Imágenes del lugar, transmitidas por la televisión local, mostraron cuerpos tendidos en el suelo ensangrentado, además de viviendas incendiadas tras el ataque. Al menos hasta este jueves por la mañana, ningún grupo se atribuyó oficialmente la autoría de la masacre.
Los ataques ocurrieron en los pueblos de Woro y Nuku durante la noche del martes, según confirmó Mohammed Omar Bio, parlamentario que representa a la zona. El legislador indicó que las agresiones fueron perpetradas por los Lakurawa, un grupo armado afiliado al Estado Islámico.
Ayodeji Emmanuel Babaomo, secretario de la Cruz Roja en el estado de Kwara, señaló por su parte que la organización no logró acceder a las comunidades afectadas debido a su ubicación geográfica. Las aldeas se encuentran a unas ocho horas de la capital estatal y en una zona de difícil acceso próxima a la frontera con Benín.
En tanto, el gobernador del estado de Kwara, AbdulRahman AbdulRazaq, afirmó en un comunicado difundido el miércoles que el ataque fue una "expresión cobarde de frustración por parte de células terroristas" frente a las operaciones militares que se desarrollan en la región contra grupos armados.
El Gobierno de Nigeria ordenó el despliegue del Ejército en la zona afectada e informó, a través de un comunicado publicado el miércoles, que el presidente, Bola Ahmed Tinubu, dispuso el envío de un batallón militar al estado de Kwara.
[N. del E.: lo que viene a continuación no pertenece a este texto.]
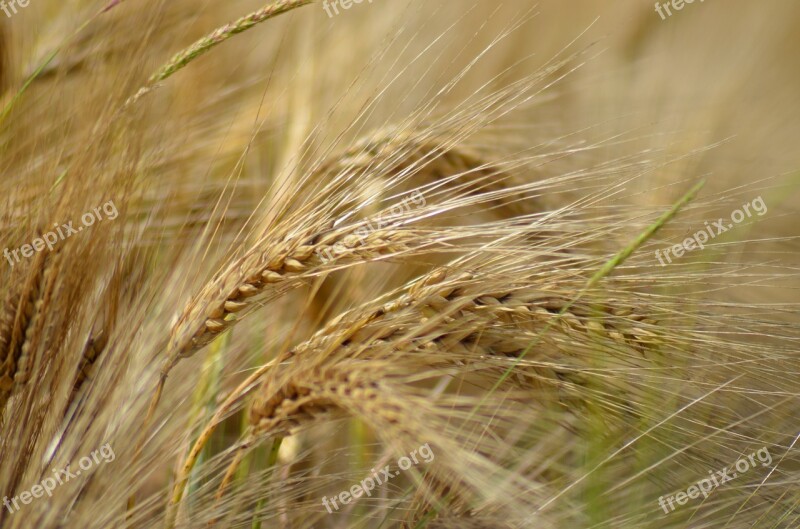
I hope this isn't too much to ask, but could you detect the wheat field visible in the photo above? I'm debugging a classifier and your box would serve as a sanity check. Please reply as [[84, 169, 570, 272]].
[[0, 0, 800, 529]]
Según el texto oficial, el batallón encabezará la "Operación Escudo de la Sabana" para "frenar a los terroristas bárbaros y proteger a las comunidades indefensas". El comunicado fue firmado por el asesor especial de Información y Estrategia del jefe de Estado, Bayo Onanuga.
En ese mismo mensaje, Tinubu condenó el "cobarde y brutal ataque" y señaló que los aldeanos asesinados "rechazaron su odioso intento de adoctrinamiento (el de los atacantes) y optaron por practicar el Islam, que no es ni extremista ni violento".
Nigeria enfrenta una crisis de seguridad en varias regiones del país. En el centro y noroeste se registran ataques recurrentes atribuidos a bandas criminales dedicadas a asaltos y secuestros masivos para exigir rescates, a las que las autoridades califican en ocasiones como "terroristas".
En paralelo, el noreste del país continúa afectado por la insurgencia islamista de Boko Haram y, desde 2016, por su escisión denominada Estado Islámico en la Provincia de África Occidental (ISWAP).
En el noroeste, el grupo Lakurawa, presuntamente vinculado al Estado Islámico-Provincia del Sahel (ISSP), ha perpetrado ataques en los estados de Kebby y Sokoto en los últimos años.
En un ataque separado ocurrido también el martes, hombres armados mataron al menos a 13 personas en el pueblo de Doma, en el estado de Katsina, según informó el portavoz de la policía Abubakar Sadiq Aliyu en un comunicado difundido el miércoles. La autoría de ese ataque no fue esclarecida.
En ese contexto, el jefe del Comando África de Estados Unidos informó que su país envió un pequeño equipo de oficiales militares a Nigeria y que en diciembre fuerzas estadounidenses lanzaron ataques aéreos contra militantes afiliados al Estado Islámico en el país.